# Tasco 3mp trail cam homemade security box



## deerhunter44mag (Jul 28, 2009)

Hey guys, I just got the $50 dollar tasco camera for christmas and was wondering if anyone had any ideas on a security box for this camera and rigging an external battery to it. Anything would be greatly appreciated.


----------



## deerhunter44mag (Jul 28, 2009)

come on, no replies.


----------



## antler fool (Aug 23, 2010)

Check out chasingame. com, lot's of idea's on that site.
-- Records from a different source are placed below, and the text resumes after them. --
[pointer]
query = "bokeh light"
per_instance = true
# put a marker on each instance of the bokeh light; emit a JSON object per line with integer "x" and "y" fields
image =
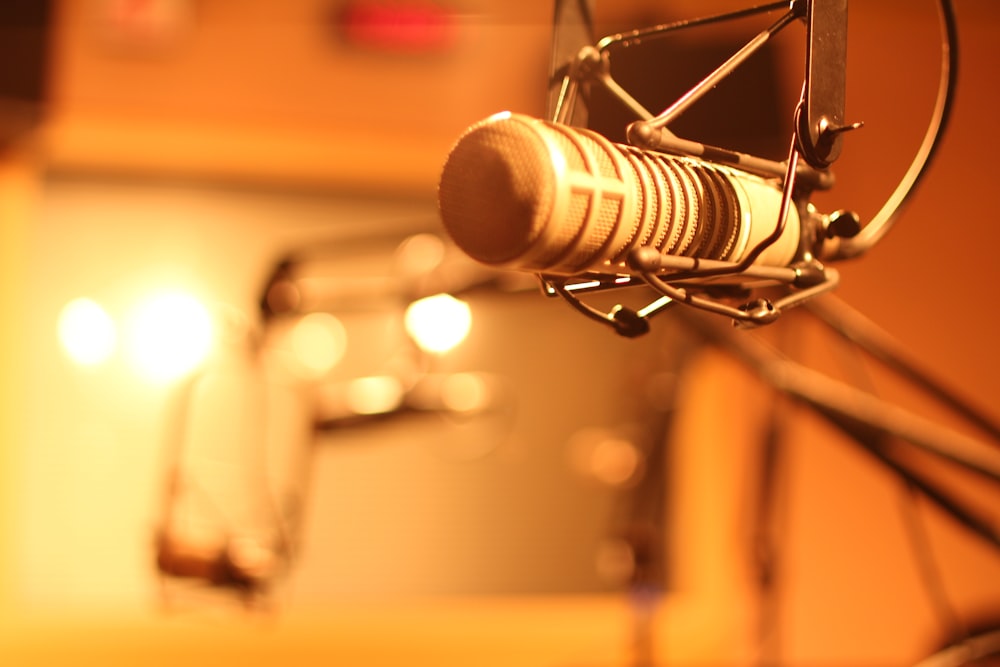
{"x": 86, "y": 332}
{"x": 318, "y": 342}
{"x": 170, "y": 334}
{"x": 438, "y": 323}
They have forum's running for camera security and also modifications.


----------



## dustyvarmint (Dec 22, 2005)

Not sure what size that thing is, but two options that come to mind on the economical side. *More pics here on my blog.*

Ammo Box









Air Conditioner Electrical Cut Off Box 









happy hunting, dv


----------



## jalopyspeed (Apr 16, 2010)

Well if you can weld and have access to a shop of some sort then you can do what I did for my Truthcam and just scale it down and use thinner material too...


----------



## TargetShooter2 (Dec 10, 2010)

[QUOTE







[/QUOTE]

do you think 3/8 is thick enough:smile:


----------



## jalopyspeed (Apr 16, 2010)

> do you think 3/8 is thick enough:smile:


Haha yeah it weighs least 20lbs but I got the material for free, I think with my new trophy cam I'm gonna make it a lot lighter and thinner


----------